Every time a travel company comes up with a new way to make money, rivals quickly join in. But in one notable area, Celebrity Cruise Lines stands, or rather sails, all alone — with the “All you can drink” packages.

The most deluxe cruise lines, Seabourn, Silversea, and Regent Seven Seas, include most alcoholic drinks in their fares, but those fares are considerably higher than those of the “mass-market” to “premium” ships.

Most of these “mass-market” to “premium” cruise lines have soda cards, with varying restrictions on whether travelers are allowed canned sodas or only fountain drinks. I’ve heard different stories as to whether or not cruisers can get “mocktails” for the same price — Shirley Temples, Roy Rogers and juice concoctions. (It usually helps to add a little extra for the bartender.)

Celebrity Cruise Lines, however, has been fine-tuning a wide array of beverage packages.

These are in addition to the standard $5-a-day soda card. They start out with $13- to $16-a-day packages that include all kinds of non-alcoholic drinks such as specialty coffees and fresh-squeezed juices. They top out at $49 a day for all the beverages you want, including premium liquors, including anything on the bar menu up to $12 a drink. (So no, you can’t use it for the REALLY top scotch and cognac, but Grey Goose vodka, for example, is included.)

Now $49 a day seems like a lot of money, but as a couple clients have indicated, if you like lattes in the morning, a couple beers or frozen drinks by the pool, decent wine with dinner, along with an pre-dinner cocktail and/or nightcap, the value adds up pretty fast.

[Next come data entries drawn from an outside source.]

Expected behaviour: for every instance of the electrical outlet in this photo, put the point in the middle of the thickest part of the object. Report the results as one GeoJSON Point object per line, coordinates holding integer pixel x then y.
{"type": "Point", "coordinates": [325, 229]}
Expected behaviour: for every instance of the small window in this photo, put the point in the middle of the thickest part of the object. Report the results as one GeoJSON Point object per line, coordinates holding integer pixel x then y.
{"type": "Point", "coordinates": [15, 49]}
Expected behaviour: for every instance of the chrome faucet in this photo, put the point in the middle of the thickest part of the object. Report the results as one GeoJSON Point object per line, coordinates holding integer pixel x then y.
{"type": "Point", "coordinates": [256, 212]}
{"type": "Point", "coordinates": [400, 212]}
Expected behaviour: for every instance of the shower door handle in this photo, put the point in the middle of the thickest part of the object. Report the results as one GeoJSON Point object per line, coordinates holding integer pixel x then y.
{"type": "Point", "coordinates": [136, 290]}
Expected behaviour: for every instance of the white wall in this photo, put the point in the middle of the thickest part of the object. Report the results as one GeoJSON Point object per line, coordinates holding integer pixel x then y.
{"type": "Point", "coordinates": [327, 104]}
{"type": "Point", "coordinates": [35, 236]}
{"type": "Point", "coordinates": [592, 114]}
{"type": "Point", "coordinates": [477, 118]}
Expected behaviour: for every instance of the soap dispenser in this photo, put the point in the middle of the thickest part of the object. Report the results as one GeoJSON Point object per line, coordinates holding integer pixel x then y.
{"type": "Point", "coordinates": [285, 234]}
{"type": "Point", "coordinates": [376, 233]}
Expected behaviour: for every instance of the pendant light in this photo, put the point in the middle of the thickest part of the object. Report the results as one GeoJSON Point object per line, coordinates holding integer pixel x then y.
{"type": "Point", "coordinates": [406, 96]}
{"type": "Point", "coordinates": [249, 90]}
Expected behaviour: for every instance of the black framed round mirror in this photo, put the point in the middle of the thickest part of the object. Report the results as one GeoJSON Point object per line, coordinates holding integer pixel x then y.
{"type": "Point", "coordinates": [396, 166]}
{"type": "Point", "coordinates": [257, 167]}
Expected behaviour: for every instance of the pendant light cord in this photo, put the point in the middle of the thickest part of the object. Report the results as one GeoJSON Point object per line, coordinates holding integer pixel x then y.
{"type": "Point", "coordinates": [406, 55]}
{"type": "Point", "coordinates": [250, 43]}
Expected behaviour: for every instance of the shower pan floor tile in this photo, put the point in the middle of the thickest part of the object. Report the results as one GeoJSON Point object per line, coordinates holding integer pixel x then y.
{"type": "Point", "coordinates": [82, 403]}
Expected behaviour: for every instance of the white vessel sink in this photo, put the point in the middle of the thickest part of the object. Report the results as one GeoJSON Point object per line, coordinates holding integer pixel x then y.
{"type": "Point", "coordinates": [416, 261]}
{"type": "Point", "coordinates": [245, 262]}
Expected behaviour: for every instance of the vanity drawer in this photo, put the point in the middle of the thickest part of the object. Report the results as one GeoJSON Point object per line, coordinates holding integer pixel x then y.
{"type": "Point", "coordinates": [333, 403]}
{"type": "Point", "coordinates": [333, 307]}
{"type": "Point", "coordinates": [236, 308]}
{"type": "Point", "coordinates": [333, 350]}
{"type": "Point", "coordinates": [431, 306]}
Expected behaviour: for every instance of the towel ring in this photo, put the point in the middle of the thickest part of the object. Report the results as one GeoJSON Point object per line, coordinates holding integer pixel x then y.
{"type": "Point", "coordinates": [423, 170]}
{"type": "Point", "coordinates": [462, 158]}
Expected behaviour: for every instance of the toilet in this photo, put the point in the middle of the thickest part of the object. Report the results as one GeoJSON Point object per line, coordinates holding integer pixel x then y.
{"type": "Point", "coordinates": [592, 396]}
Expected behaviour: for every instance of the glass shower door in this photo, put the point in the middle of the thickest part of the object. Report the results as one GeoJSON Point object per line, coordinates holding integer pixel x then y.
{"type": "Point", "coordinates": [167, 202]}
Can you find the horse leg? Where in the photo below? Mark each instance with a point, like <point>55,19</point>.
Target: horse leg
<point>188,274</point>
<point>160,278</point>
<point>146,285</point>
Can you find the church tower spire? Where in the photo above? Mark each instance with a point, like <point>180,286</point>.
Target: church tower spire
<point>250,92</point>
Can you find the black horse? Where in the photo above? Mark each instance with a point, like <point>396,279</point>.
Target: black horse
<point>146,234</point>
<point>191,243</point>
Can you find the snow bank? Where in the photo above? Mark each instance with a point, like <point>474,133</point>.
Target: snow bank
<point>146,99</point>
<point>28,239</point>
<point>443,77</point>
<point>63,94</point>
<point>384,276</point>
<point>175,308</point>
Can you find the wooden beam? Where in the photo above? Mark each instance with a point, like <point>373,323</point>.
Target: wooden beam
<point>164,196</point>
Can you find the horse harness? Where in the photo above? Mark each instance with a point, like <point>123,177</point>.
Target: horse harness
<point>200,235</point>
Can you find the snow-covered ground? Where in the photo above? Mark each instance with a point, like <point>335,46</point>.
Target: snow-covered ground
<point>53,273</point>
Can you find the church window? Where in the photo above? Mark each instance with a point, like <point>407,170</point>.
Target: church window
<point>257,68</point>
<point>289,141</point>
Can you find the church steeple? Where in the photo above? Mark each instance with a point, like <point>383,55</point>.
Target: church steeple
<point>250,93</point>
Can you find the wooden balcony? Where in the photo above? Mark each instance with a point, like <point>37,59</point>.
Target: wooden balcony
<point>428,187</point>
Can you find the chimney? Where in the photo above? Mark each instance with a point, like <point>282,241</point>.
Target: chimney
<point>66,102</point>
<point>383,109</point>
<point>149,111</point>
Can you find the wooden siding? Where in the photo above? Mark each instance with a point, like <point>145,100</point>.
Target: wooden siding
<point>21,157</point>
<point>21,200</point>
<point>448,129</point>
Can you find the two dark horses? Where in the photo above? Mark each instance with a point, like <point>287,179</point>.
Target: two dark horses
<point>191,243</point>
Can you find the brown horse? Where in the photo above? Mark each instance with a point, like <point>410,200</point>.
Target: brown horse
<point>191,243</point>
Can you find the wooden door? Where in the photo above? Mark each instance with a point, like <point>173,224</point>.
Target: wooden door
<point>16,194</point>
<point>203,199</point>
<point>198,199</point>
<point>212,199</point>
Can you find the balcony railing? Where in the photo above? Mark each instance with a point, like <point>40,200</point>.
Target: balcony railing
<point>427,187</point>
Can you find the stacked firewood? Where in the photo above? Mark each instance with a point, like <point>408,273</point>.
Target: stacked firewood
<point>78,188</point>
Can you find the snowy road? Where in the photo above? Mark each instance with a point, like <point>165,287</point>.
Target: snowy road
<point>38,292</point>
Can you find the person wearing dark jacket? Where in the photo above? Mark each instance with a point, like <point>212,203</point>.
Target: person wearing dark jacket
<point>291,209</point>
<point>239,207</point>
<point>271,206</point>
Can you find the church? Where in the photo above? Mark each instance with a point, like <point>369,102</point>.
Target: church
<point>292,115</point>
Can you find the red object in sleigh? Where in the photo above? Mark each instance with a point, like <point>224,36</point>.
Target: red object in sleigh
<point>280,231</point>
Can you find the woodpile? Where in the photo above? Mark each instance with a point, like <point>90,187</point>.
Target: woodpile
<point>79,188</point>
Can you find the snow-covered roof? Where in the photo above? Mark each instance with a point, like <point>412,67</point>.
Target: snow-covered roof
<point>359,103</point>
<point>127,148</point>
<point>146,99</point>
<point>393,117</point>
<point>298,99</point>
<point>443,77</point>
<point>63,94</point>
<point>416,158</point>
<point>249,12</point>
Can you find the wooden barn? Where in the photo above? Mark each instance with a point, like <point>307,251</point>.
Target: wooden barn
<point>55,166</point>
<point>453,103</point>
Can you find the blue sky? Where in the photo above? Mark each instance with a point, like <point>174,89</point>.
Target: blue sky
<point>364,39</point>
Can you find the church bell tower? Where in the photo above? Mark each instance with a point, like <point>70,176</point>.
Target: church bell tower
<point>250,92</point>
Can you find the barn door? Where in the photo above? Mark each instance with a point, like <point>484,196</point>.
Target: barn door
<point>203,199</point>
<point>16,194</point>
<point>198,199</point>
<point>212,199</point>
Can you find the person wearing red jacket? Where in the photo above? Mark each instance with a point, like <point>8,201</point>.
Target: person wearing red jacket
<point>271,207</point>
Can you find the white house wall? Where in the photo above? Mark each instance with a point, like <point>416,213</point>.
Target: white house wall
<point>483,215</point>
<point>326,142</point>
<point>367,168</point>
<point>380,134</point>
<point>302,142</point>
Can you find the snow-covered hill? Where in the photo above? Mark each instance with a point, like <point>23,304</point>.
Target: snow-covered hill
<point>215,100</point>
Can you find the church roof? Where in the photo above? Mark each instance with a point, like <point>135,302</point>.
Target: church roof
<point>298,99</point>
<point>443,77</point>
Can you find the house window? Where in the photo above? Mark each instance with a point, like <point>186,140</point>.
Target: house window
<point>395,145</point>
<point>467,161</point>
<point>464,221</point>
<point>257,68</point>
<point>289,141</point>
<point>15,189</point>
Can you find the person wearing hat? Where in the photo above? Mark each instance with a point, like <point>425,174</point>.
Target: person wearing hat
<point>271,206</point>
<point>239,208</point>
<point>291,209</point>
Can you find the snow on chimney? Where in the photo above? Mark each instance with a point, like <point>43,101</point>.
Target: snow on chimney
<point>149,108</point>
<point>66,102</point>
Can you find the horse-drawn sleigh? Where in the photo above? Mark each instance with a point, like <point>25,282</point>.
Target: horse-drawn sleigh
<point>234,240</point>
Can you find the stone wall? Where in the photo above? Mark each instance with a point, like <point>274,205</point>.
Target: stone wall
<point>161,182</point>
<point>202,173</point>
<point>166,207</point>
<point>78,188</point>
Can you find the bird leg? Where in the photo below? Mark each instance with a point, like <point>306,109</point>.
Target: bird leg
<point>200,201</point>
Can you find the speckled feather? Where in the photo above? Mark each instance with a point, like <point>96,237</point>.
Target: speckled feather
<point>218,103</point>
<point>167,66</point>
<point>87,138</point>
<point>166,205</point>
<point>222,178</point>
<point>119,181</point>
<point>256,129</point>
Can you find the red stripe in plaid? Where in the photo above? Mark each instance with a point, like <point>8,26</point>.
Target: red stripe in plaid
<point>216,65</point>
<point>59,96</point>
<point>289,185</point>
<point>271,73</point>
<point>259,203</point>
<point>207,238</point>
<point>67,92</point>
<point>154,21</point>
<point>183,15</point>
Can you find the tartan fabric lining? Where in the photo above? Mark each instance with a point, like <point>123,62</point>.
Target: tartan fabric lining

One curious thing, however, Celebrity Cruise Lines’ parent company, Royal Caribbean Cruise Lines, doesn’t have such a package. Upon a bit of reflection it makes sense, Royal Caribbean caters to more of a party crowd, and presumably the line thinks they would lose money and/or deal with a ship full of drunk people.

None of the other big mass-market premium lines, NCL, Carnival, Holland America and Princess, have such a package either. Nor have they announced any plans to add them. (They do offer some wine packages, but that’s generally just a slight discount for pre-purchasing a number of bottles in advance.)

It no doubt makes sense from a financial standpoint if nothing else. Bar tabs are a major revenue source for many cruise lines. (We have heard from travelers on at least one major line that the ships authorize a significant amount on your credit card upon boarding, apparently because they have had problems with cruisers who couldn’t pay their bills at the end of the sailing.)

Besides the super deluxe lines, many river cruises do include wine with dinner, but again, like Celebrity, presumably they are not worried about their guests getting out of hand or they just don’t view alcohol as a major profit center.

Which brings up another point. Celebrity Cruise Lines doesn’t particularly cater to an older crowd. Their average age is 35-64, about the same as Princess Cruises and Holland America, while Carnival, NCL and Royal Caribbean average only about 10 years younger.

While you might not choose Celebrity for their bar packages, depending on your idea of onboard fun, the cruise line management feels they won’t lose money with their all-you-can-drink package is a kind of confirmation that their ships don’t normally cater to the serious party crowd.